# Mapmaking Discussion & Philosophy (WIP/Critique) > 3D modeling (map elements and height maps) >  Arcana is doing Sketchup Work?  What?!?!?!

## Robbie

Check it out everyone!  I meant to post this a LONG time ago...but I never got around to it...but off and on I've been using Sketchup to model some buildings here in Florida.  My initial plan was to totally 3d model the Naval Air Station I work at, but I haven't been able to spend as much time as I'd like.  So far I've modelled (and gotten approved by Google) 3 buildings on Pensacola NAS, and am awaiting approval on my first downtown Pensacola building.

My models:
http://sketchup.google.com/3dwarehou...6650&scoring=m

If you load up Google Earth and zoom down to Pensacola Naval Air Station (Home of the Navy Blue Angels) you'll see that I've modelled the Naval Aviation Museum, the Naval Survival Training Center (where I work and am writing this now), and the small HR building next to my building.  Anyone else done any Google Earth modelling?

The NAS will eventually be exported to the flight simulator btw...so this is work related.

----------


## tilt

very nice... I tried it once for my own house, but couldn't get it to work properly without reading the manual - so it never got done  :Wink:

----------


## mearrin69

Those are sweet! Nice work. I can do a little 3D modeling but I've never really grokked Sketchup.  :Smile: 
M

edit: Weird. I was going to rep you but I can't get the rep box. I can see its title bar but the rest of it seems to 'disappear' behind Tilt's post box...

----------


## Daelin

Can you submit models to Google Earth, and they'll include them in the app? I did not know that. But, of course, it'd make sense, given how many buildings there are in the world... And do you get credit for it, somehow?

----------


## Coyotemax

I did my house in sketchup and linked it into google earth - but as a local file, I did not submit it for inclusion  :Smile:   I would have, but it has approx 2 megs in texture files - it was a surprise for my wife and I didn't want to skimp on the detail.  I had a link to a kmz file somewhere around here but I can't find the link in the forums right now (I can figure out where it is if anyone really wants).

----------


## Robbie

yup, go to the google 3d warehouse.  There's all kinds of information about modeling for inclusion into Google Earth.  They've tightened their restrictions though to include a quality control check...They refuse untextured models, and models with z-fighting and geometry that's not visible, such as internal geometry that should be deleted.

----------


## NeonKnight

Cool....very cool!

----------


## RobA

> yup, go to the google 3d warehouse.  There's all kinds of information about modeling for inclusion into Google Earth.  They've tightened their restrictions though to include a quality control check...They refuse untextured models, and models with z-fighting and geometry that's not visible, such as internal geometry that should be deleted.
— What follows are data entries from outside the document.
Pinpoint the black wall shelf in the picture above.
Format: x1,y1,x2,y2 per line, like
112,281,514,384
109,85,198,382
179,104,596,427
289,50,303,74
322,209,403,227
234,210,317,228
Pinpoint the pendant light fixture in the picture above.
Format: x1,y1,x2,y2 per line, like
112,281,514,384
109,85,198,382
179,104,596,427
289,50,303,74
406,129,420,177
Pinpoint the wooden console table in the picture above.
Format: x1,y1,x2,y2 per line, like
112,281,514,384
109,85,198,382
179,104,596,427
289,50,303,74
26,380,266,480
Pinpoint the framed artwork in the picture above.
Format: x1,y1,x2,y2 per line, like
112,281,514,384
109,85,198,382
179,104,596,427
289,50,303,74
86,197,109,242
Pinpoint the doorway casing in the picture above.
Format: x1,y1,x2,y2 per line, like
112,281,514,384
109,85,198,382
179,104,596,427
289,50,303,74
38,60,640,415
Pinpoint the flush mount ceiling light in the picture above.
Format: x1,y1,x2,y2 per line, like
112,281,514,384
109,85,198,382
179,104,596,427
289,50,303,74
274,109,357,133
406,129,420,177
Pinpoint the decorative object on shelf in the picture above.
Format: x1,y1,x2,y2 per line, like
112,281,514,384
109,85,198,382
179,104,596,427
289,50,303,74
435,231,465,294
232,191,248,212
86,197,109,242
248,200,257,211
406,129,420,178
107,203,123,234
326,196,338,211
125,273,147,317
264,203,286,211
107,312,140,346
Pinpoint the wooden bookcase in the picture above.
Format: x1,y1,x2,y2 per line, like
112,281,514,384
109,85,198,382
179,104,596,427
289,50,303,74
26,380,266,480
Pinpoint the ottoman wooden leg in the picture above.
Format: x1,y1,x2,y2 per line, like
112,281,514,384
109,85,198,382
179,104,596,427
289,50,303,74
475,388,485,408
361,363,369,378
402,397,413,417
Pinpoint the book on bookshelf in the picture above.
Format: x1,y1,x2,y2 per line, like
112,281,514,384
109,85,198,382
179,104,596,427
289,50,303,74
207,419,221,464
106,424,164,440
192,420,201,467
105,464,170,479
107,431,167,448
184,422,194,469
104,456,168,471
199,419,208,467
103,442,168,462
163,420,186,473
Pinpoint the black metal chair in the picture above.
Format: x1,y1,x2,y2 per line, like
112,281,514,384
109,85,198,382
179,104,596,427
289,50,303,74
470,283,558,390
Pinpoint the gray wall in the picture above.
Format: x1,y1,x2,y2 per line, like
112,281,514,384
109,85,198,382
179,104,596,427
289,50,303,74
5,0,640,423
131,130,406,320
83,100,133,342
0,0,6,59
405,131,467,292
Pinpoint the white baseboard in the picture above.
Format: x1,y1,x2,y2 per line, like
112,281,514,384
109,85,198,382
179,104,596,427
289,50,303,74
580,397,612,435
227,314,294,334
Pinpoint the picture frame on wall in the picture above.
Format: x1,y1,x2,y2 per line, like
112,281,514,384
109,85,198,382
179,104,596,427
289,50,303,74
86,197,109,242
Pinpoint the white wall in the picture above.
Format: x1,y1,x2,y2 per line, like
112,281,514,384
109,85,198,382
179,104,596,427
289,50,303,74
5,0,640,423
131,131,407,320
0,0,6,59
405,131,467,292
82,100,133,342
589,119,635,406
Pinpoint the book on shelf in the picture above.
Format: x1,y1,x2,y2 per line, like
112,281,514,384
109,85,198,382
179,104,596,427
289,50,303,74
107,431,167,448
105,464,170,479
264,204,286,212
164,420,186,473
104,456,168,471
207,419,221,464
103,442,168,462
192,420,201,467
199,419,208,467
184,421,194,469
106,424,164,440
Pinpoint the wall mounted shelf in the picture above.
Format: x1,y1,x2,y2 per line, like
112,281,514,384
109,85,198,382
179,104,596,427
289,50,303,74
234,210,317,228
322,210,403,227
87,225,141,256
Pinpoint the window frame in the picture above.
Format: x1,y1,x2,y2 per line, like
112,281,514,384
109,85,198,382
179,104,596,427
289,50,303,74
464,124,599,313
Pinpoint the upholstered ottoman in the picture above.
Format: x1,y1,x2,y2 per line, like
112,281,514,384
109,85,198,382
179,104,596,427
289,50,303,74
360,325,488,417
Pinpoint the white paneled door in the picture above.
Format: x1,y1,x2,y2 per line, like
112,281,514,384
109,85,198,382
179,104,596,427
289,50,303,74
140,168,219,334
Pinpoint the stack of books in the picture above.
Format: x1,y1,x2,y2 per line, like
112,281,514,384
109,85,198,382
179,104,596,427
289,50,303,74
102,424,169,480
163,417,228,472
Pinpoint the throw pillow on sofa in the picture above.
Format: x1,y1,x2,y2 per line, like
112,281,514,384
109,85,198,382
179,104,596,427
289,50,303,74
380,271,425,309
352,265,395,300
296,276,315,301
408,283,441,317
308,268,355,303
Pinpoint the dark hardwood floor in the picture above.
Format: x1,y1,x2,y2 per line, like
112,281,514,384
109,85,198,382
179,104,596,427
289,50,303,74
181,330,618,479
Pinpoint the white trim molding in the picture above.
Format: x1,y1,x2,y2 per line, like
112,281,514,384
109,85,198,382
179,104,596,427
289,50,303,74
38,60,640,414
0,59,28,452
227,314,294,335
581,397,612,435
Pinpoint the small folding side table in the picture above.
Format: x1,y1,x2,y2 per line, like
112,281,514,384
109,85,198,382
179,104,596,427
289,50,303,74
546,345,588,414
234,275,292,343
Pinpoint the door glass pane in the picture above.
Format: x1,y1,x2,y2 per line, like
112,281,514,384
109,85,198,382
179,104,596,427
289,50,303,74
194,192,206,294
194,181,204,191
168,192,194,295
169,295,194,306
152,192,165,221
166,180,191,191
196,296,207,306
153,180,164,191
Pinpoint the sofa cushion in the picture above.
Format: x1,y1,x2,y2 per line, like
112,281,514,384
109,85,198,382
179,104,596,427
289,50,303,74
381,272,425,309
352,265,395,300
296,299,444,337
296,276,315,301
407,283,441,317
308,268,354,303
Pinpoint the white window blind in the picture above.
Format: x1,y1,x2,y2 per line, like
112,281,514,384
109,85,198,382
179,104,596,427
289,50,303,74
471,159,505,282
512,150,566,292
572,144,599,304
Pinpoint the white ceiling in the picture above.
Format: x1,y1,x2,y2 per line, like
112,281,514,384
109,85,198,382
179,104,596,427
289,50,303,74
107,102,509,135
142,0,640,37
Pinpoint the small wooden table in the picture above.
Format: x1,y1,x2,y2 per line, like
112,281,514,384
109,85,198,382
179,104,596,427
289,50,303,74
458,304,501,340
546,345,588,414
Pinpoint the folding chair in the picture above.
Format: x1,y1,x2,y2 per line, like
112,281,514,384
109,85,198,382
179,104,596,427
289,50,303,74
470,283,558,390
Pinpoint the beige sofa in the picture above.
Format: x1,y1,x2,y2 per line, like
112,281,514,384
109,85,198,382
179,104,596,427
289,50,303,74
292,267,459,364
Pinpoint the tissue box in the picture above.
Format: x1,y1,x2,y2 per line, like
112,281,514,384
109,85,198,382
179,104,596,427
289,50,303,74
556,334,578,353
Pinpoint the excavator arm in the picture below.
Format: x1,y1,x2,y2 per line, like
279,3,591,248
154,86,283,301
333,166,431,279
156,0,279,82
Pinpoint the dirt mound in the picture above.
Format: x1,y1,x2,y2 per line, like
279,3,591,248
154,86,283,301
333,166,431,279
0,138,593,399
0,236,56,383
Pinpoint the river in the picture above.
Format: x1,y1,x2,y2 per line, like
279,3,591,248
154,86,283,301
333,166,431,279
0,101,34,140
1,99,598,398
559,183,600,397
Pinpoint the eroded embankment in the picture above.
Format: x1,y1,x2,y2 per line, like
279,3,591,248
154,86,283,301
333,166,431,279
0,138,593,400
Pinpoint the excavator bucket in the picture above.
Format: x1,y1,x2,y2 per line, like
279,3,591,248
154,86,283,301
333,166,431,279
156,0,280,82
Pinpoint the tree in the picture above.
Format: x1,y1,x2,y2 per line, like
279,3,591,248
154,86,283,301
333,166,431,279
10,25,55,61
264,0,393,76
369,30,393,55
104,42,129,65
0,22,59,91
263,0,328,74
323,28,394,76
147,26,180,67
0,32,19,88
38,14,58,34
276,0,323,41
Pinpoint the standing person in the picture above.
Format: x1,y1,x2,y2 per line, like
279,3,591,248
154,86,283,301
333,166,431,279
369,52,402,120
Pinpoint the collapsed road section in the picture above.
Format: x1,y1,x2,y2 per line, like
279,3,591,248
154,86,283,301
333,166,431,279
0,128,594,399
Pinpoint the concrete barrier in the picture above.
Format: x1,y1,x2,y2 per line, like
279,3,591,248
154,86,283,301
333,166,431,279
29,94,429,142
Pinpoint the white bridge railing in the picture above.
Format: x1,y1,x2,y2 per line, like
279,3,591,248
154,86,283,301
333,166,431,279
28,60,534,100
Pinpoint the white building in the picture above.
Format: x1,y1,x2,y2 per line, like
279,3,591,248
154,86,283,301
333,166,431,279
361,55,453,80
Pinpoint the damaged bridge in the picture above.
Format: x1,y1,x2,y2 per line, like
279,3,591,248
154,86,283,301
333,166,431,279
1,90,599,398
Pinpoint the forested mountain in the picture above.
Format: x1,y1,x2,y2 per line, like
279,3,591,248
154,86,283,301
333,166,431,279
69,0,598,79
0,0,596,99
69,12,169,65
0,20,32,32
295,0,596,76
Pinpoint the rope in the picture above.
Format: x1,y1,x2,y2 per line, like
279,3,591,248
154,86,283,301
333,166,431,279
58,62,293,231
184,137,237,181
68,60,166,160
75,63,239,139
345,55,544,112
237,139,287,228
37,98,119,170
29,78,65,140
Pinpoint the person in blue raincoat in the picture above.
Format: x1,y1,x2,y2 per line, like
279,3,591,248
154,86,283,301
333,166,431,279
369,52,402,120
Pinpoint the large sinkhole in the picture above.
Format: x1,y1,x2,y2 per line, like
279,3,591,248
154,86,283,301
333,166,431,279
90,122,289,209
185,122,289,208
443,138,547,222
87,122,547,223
Not just Google earth... Now Google Maps has a 3D view that pulls in buildings, too.

-Rob A>

----------


## Steel General

Cool stuff Robbie! 

I just don't have the patience for the 3D modeling stuff and am envious of those who do.  :Smile:

----------


## melissasawin

i don't get it

----------


## moutarde

Pretty sure melissawin and melissafett are bots.

----------


## Ascension

I've been thinking the same but there's no spam so I can't do anything.

----------